Third special session raises schools’ hopes for COVID-19 liability protection
Tuesday, December 15, 2020
Oregon Gov. Kate Brown has called a long-sought third special session for Monday, Dec. 21, an opportunity to seek COVID-19 liability protection for schools.
Brown announced early Tuesday a one-day session “to consider both critical policies and $800 million in relief” related to the coronavirus pandemic and wildfire recovery. The governor’s priorities include funding for vaccine distribution and contact tracing, aid for tenants and landlords and “support for reopening schools.”
“We support the governor’s efforts to reopen schools while balancing protections of public health,” said Jim Green, OSBA executive director. “Two of the critical pieces to making that happen are providing funding and ensuring that schools have limited liability from COVID-related lawsuits.”
Schools cannot buy insurance to protect against potentially ruinous lawsuits if they bring students into their buildings and somebody gets sick. A bill would help shield them as long as they are following safety protocols, making it easier to resume in-person learning.

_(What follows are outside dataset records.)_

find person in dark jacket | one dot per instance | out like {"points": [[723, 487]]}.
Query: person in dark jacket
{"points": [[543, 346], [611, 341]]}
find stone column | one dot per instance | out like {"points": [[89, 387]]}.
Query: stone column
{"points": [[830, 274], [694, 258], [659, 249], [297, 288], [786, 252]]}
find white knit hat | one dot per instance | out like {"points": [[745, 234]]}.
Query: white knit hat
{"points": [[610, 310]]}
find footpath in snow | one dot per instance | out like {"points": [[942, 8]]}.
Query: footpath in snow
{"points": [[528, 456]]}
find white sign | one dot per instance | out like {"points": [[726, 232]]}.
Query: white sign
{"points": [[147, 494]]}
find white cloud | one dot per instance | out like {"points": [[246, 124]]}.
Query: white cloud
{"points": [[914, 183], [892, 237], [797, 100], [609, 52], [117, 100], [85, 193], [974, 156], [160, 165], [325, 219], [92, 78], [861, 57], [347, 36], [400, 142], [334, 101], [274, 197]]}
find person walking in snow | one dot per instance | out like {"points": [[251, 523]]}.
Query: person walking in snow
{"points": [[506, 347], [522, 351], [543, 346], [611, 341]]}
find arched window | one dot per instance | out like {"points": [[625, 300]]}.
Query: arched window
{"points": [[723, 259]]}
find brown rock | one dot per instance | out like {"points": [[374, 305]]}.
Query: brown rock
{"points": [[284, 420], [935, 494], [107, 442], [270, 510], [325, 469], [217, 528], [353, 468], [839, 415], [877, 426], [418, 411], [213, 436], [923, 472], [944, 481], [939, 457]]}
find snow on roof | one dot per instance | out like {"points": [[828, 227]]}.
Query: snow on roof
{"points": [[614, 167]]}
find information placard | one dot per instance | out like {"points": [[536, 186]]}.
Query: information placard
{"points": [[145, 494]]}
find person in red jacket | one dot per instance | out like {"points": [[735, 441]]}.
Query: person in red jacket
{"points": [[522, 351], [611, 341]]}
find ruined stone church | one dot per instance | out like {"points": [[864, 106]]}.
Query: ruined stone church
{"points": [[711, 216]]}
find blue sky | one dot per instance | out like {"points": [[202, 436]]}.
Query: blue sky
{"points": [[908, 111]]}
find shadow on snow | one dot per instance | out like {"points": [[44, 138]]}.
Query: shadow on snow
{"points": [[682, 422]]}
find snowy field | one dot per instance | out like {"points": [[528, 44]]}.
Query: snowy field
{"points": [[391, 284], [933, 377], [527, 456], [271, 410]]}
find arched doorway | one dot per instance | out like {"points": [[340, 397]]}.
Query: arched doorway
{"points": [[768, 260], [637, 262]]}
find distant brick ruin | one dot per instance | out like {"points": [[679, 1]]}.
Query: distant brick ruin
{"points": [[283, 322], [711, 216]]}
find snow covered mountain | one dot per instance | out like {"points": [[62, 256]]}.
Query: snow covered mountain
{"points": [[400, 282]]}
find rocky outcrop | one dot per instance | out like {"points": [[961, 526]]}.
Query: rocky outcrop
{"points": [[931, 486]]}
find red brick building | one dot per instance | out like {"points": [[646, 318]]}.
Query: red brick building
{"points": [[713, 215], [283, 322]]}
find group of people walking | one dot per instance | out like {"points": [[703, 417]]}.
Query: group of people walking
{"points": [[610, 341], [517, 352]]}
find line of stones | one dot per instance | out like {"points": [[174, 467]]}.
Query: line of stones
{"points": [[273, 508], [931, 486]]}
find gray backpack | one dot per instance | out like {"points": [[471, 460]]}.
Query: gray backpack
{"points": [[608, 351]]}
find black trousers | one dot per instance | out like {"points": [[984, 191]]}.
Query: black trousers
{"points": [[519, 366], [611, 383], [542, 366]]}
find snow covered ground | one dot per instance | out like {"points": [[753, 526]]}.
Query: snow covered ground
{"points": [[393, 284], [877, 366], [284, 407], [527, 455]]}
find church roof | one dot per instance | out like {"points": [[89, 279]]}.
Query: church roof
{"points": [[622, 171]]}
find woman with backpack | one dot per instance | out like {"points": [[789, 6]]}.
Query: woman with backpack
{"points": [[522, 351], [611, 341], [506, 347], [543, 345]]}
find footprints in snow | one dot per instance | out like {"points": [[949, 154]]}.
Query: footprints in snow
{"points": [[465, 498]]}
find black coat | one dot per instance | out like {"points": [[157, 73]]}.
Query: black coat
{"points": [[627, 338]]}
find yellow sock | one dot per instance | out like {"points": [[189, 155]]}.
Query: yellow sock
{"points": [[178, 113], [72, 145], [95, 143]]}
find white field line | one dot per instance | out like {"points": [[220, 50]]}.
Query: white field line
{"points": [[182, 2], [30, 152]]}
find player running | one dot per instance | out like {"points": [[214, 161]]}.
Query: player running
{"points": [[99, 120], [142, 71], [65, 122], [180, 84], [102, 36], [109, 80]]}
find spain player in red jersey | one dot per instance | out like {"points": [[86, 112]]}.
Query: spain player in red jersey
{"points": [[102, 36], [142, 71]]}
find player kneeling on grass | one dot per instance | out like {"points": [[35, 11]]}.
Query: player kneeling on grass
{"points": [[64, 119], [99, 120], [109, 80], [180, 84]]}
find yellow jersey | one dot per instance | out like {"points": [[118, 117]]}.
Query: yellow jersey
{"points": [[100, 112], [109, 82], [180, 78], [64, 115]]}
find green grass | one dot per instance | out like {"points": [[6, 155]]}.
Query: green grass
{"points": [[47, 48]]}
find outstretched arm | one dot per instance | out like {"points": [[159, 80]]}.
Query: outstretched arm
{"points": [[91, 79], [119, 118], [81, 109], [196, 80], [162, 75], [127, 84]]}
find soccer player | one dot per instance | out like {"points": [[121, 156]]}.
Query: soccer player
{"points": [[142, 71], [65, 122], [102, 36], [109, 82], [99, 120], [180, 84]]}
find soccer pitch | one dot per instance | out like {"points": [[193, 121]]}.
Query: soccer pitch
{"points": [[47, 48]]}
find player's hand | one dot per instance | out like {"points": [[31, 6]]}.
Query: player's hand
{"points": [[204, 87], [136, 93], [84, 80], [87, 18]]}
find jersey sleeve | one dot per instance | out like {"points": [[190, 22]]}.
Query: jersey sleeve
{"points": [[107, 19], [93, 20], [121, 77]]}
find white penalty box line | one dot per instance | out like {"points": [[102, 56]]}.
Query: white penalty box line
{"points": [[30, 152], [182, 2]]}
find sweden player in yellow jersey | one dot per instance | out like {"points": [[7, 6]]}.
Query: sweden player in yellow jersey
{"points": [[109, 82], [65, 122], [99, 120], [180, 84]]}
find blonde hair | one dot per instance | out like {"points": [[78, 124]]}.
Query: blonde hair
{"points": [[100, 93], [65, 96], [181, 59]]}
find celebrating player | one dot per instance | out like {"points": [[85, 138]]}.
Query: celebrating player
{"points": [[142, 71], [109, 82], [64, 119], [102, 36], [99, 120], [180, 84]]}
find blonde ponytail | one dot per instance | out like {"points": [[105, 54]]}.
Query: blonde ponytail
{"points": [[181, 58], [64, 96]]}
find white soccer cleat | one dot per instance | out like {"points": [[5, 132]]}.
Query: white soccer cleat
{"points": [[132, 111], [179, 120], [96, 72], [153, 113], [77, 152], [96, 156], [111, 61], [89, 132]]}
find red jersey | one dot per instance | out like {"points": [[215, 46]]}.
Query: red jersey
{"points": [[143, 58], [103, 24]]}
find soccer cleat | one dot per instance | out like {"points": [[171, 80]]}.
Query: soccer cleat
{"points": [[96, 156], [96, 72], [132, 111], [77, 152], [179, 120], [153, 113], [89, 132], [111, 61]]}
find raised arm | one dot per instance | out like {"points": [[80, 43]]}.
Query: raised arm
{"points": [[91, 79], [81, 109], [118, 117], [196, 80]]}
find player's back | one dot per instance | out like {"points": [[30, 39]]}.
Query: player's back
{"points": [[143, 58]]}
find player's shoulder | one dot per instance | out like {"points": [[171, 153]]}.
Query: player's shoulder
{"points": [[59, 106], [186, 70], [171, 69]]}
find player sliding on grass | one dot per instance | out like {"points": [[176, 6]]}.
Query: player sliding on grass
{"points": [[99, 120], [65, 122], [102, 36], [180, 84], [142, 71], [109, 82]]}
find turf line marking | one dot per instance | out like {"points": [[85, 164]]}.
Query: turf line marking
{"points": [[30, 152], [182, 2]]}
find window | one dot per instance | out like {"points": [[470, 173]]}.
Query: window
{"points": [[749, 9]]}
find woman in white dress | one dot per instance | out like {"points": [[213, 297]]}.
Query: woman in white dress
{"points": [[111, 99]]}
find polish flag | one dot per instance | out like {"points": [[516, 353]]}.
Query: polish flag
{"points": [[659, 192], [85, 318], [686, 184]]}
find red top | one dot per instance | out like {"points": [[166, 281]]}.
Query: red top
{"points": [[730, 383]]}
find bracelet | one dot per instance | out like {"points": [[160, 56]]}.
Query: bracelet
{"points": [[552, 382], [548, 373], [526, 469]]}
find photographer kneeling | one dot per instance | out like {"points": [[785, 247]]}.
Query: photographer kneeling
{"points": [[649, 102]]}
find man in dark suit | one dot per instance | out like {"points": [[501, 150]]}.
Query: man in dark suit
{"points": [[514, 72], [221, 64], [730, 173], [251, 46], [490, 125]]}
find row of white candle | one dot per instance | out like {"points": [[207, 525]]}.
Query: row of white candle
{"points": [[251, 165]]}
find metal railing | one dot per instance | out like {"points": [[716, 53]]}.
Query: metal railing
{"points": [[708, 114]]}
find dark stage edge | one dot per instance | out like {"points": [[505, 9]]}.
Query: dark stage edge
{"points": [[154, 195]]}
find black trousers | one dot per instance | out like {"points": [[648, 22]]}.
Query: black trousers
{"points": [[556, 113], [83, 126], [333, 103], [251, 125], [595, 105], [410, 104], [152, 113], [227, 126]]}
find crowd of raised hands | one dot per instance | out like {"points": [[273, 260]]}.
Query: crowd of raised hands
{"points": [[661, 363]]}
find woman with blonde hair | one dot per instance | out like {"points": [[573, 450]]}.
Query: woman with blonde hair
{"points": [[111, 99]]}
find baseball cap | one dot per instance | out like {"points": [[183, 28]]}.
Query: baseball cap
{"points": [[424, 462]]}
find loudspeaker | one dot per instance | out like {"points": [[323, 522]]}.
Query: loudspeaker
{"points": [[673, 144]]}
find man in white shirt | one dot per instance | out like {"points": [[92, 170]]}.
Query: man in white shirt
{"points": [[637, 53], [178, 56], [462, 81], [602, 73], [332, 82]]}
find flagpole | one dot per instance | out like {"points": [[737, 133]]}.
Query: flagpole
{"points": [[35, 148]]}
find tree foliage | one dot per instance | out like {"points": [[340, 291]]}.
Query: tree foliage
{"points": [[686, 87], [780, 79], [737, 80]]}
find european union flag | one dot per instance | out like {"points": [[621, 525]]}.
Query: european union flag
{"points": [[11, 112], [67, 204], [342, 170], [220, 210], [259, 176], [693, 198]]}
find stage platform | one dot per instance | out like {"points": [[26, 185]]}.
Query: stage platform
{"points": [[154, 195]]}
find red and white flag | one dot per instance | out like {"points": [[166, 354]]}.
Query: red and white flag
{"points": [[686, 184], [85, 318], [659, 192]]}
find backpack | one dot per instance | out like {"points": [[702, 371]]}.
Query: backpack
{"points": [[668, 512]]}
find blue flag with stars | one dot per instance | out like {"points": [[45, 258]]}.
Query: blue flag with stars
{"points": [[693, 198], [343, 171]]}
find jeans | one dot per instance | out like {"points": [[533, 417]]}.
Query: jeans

Education advocates have created with legislators a COVID-19 liability protection bill for schools to be introduced during the special session, according to OSBA Legislative Services Director Lori Sattenspiel. Special sessions tend to be tightly scripted, and bills rarely get introduced unless they can pass.
Oregon school leaders have been seeking liability protection since the beginning of summer. Congress has been unable to agree on a national standard for liability protection, but more than a dozen states have passed some sort of COVID-19 protection for schools, health care workers and businesses.
A legislative task force has been studying the issue, but the Oregon Trial Lawyers Association has opposed liability protection, saying it shifts the burden of harm to people who are least able to protect themselves.
Legislators are trying to find a balance between letting people sue for legitimate harm caused by businesses or public entities and preventing unreasonable lawsuits from wiping out every public and commercial space. Legislation also must sort out school concerns from those of businesses. Schools have far more guidelines and requirements that could be used for lawsuits than businesses face.
If legislators meet in person, the session will likely be a quick affair to minimize coronavirus risk. Brown’s announcement said officials are consulting the state epidemiologist for a healthy and safe environment. The announcement did not mention a “catastrophic” emergency that would allow the Legislature to meet remotely for the first time.